To conduct a basic audit you will do this:
- Start at the top of your test case. Let's do test_push in this example.
- Look at the first code line and determine what is being called and what is being created. In this case it's colors = SingleLinkeList(). That means we are creating a colors variable, and calling the SingleLinkeList.__init__ function.
- Jump to the top of this __init__ function, keeping your test case and the target function (__init__) side-by-side. Confirm that you have done so. You then confirm that you called it with the correct number and type of function arguments. In this case __init__ only takes self, and it should be the right type.
- You then go into __init__ and go line-by-line, confirming each function call and variable in the same way. Does it have the right number of arguments? The right types?
- At each branch (if-statement, for-loop, while-loop) you confirm that the logic is correct and that it handles any possible conditions in the logic. Do if-statements have else clauses with errors? Do while loops end? Then dive into each branch and track the functions the same way, diving in, checking variables, and coming back, checking returns.
- When you get to the end of a function or any return, you jump back to the test_push caller to check that what is returned matches what you expect when you called it. Remember, though, that you do this for each call in __ini__ as well.
- Finally you are done when you reach the end of the test_push function and you've done this recursive checking into and out of each function it calls.

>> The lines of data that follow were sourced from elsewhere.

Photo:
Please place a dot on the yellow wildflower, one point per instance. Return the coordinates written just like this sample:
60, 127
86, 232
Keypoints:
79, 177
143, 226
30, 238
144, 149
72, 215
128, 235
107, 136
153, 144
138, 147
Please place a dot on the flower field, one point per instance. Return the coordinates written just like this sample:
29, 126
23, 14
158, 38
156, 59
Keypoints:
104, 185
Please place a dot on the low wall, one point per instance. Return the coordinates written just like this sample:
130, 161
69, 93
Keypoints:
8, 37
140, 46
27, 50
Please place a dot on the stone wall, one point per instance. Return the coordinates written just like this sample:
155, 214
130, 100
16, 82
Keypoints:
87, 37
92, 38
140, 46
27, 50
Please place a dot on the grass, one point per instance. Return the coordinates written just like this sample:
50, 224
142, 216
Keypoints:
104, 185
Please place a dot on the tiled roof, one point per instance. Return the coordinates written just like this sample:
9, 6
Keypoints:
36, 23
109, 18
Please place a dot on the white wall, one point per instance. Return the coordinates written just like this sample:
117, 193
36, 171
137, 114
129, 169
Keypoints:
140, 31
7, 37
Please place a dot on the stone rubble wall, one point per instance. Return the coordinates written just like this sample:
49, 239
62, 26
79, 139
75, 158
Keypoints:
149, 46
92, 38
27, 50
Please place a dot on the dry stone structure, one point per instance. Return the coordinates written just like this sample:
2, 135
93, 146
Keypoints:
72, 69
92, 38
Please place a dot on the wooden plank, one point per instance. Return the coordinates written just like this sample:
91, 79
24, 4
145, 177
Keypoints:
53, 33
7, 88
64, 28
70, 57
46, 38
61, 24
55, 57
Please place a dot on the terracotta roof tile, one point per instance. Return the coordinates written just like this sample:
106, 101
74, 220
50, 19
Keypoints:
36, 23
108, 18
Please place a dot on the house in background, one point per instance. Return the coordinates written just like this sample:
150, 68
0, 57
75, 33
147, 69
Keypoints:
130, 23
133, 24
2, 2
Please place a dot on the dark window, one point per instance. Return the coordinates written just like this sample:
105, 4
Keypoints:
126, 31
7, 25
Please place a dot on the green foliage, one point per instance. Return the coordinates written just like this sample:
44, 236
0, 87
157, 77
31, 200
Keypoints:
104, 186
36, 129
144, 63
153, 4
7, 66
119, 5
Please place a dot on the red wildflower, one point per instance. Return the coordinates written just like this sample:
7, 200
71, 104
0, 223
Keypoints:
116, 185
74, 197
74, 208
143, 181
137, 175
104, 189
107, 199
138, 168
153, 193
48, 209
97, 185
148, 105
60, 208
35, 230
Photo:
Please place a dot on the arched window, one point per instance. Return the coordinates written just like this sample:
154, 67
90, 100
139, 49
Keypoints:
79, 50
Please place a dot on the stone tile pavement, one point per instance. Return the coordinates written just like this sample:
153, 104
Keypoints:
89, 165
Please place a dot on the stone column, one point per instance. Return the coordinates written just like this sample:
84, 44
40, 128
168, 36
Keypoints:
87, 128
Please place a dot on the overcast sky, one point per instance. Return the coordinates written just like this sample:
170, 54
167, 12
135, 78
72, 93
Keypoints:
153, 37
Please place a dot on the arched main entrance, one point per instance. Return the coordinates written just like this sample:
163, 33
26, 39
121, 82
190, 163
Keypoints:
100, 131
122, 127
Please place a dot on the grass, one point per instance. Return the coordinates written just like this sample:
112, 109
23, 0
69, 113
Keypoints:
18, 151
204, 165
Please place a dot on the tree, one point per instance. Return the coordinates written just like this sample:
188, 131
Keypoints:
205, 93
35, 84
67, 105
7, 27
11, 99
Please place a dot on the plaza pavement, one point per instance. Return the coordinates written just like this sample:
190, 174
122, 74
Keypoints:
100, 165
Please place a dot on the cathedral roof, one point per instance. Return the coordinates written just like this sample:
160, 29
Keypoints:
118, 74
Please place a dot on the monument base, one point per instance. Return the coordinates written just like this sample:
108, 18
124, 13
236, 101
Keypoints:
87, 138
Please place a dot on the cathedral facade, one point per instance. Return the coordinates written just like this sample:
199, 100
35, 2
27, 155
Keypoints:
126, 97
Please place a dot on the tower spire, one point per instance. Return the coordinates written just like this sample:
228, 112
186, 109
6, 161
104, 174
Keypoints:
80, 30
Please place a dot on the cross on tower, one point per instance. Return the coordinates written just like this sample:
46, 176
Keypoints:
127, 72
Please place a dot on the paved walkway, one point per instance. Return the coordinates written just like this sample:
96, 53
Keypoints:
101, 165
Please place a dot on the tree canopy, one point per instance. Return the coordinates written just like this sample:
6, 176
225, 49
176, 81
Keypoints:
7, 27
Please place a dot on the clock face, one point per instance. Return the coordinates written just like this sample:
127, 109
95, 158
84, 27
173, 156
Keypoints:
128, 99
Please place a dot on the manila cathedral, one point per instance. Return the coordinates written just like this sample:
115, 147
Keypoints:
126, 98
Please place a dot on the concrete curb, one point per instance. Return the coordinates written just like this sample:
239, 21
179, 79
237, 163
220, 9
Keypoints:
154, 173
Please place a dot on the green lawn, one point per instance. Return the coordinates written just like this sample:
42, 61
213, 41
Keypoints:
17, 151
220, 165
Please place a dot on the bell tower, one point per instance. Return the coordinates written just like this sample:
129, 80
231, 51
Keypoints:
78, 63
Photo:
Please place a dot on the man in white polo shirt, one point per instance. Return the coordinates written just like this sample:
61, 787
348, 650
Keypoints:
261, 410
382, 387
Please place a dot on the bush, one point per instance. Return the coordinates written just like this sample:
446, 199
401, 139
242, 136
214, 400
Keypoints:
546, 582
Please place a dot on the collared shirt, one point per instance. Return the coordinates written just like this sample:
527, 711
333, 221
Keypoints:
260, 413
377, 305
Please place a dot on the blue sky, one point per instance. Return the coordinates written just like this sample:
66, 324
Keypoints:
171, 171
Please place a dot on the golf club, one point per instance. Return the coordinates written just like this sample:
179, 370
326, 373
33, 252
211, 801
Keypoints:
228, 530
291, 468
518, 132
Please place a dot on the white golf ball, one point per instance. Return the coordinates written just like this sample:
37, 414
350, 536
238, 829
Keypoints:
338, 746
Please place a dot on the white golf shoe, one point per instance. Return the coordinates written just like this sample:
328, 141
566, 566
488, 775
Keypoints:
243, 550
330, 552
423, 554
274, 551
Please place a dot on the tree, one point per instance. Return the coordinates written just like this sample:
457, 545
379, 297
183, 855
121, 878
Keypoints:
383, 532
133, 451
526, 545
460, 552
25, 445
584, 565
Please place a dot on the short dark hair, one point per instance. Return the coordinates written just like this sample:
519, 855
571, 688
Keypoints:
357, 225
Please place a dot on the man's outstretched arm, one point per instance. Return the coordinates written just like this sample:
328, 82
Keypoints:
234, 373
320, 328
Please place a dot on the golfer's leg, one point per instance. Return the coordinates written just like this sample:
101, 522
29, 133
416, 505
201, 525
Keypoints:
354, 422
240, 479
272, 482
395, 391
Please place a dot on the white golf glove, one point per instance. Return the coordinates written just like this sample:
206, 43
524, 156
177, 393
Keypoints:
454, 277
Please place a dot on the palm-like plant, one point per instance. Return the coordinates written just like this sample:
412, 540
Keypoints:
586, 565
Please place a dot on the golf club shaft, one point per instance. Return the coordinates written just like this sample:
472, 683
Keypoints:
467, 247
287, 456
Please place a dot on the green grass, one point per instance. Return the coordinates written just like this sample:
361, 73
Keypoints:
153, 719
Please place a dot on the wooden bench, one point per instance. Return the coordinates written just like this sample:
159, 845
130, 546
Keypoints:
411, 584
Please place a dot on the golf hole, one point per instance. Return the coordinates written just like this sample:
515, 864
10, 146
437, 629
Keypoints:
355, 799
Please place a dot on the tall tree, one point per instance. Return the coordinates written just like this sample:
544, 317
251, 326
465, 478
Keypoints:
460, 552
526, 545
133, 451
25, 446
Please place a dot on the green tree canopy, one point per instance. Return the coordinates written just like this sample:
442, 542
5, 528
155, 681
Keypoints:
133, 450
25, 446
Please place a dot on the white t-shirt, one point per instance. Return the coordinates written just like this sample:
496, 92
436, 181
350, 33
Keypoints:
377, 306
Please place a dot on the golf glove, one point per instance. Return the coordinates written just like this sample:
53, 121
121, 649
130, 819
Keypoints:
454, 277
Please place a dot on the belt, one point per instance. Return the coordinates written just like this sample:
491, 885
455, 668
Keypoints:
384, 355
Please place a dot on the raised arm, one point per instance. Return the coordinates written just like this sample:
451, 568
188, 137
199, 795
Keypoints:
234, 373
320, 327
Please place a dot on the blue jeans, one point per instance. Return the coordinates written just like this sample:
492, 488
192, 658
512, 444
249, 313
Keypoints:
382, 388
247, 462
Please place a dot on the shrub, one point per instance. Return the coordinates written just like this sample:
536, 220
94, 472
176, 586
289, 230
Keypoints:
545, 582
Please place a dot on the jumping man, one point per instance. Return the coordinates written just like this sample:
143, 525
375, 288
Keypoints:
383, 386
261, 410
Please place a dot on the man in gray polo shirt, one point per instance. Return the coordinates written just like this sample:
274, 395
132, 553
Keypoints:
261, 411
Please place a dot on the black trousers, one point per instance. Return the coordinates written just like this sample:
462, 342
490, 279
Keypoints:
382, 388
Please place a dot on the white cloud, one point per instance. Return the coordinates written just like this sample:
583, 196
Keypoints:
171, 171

This process seems tedious at first, and yes it is, but you'll get quicker at it the more often you do it. In the video you'll see me do this before I run each test (or at least I try really hard to do it). I follow a process of:
- Write some test code.
- Write the code to make the test work.
- Audit both.
- Run the test to see if I was right.
We now reach the part where you're ready to try this. First, read through the test and study what it does, and study the code in sllist.py to figure out what you need to do. I suggest that when you attempt to implement a function in SingleLinkeList you first write the comments describing what it does, then fill in the Python code to make those comments work. You'll see me do this in the video.
When you have spent one or two 45-minute sessions hacking on this and trying to make it work, it's time to watch the video. You'll want to attempt it first so that you have a better idea of what I'm trying to do, which makes the video easier to understand. The video will be me just coding and not talking, but I'll do a voice-over to discuss what's going on. The video will also be faster to save time, and I'll edit out any boring mistakes or wasted time.
Once you see how I do it, and you've taken notes (right?), then go and attempt your more serious tries and perform the code auditing process as carefully as you can.
Once you have written your code, make sure you do the auditing process I describe in Part III. I will also be doing it in the video for this exercise if you aren't quite sure how it's done.
Your study drill for this exercise is to try to implement this algorithm again, completely from memory the way I describe in the introduction to Part III. You should also try to think through what operations in this data structure are most likely painfully slow. When you are done, perform your auditing process on what you created.